Mary traveled to Elizabeth out of service to her cousin, an expectant mother and one for whom pregnancy was likely challenging, because of her age. Mary recognized the need in the other, and she responded to it without hesitation—we’re told she went “in haste.”

When Mary arrived, Elizabeth spoke words that would become part of the Hail Mary. While the glory goes to God, I imagine these words still encouraged and strengthened Mary for what was to come.

In this interaction, we see two women, two new mothers, support each other in their own ways. They are generous with one another. Together, they praise God. 

It Starts with Friendship

How can we do this today?

We can bring meals to expectant and postpartum moms in our communities. We can make an effort to check in via text with moms who might be struggling—and even those we don’t think are struggling, as not everyone is vocal about her challenges. And we can pray for each other, offering up the thing we’re finding difficult for the good of other parents in our communities.

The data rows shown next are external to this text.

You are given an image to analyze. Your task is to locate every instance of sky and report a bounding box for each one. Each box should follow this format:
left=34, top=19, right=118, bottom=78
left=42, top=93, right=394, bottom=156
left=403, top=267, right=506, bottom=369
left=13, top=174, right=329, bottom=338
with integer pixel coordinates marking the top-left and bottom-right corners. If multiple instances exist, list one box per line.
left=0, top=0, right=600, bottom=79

Sometimes that’s going to mean making the first move. You might stay after Mass to greet another family or approach someone you recognize, but haven’t yet met, at the playground. You might reach out to your pastor and ask if there are any new families in the parish you can minister to. Another way to meet new families is to volunteer with baptism preparation, if your church has an opportunity for that. If you’re not sure, just ask!

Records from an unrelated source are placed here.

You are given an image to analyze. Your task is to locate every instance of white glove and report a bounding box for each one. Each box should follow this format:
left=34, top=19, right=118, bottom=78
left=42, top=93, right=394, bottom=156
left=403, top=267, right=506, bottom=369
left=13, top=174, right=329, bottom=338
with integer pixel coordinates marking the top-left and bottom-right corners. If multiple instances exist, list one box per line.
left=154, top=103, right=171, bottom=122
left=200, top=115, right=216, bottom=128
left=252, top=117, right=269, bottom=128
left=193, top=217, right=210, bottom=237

You can be sure there is someone out there who could use a friend. Humans were made for community, on both physical and spiritual levels. It may mean stepping outside your comfort zone, but evangelizing is never without cost. In this situation, though, there is also a great deal to gain for you, your family, and your parish community.

For Today and Tomorrow

Raising a family in the Catholic faith is countercultural, and both we parents and our children need community to encourage, inspire, and support us. As adults, we need friendships with other parents who appreciate the difficulty of enforcing boundaries in the home that are not respected elsewhere. Our children will benefit from having friends who are learning about the Lord alongside them. While we shouldn’t limit our friendships to those who believe the same things we do, we do need families with whom we can pray, fast, and feast

When we look back at Mary and Elizabeth, we see that each woman responded to the other in her own way. Mary gave service. Elizabeth offered praise and witness. We are each called to friendship in our own ways as well. Consider what gifts you might offer a new friend. Are you a good listener? Do you have wisdom on being a mother of a special needs child? Can you make someone laugh? Can you offer to pray for someone? Can you create a safe space for a book club or Bible study, to facilitate even more women (and men!) finding new friends? 

We all have something to offer, and we all have something to gain. Ask the Holy Spirit to show you who in your community needs someone to reach out to her. May the example of our Blessed Mother and her cousin Elizabeth foster beautiful friendships, starting today.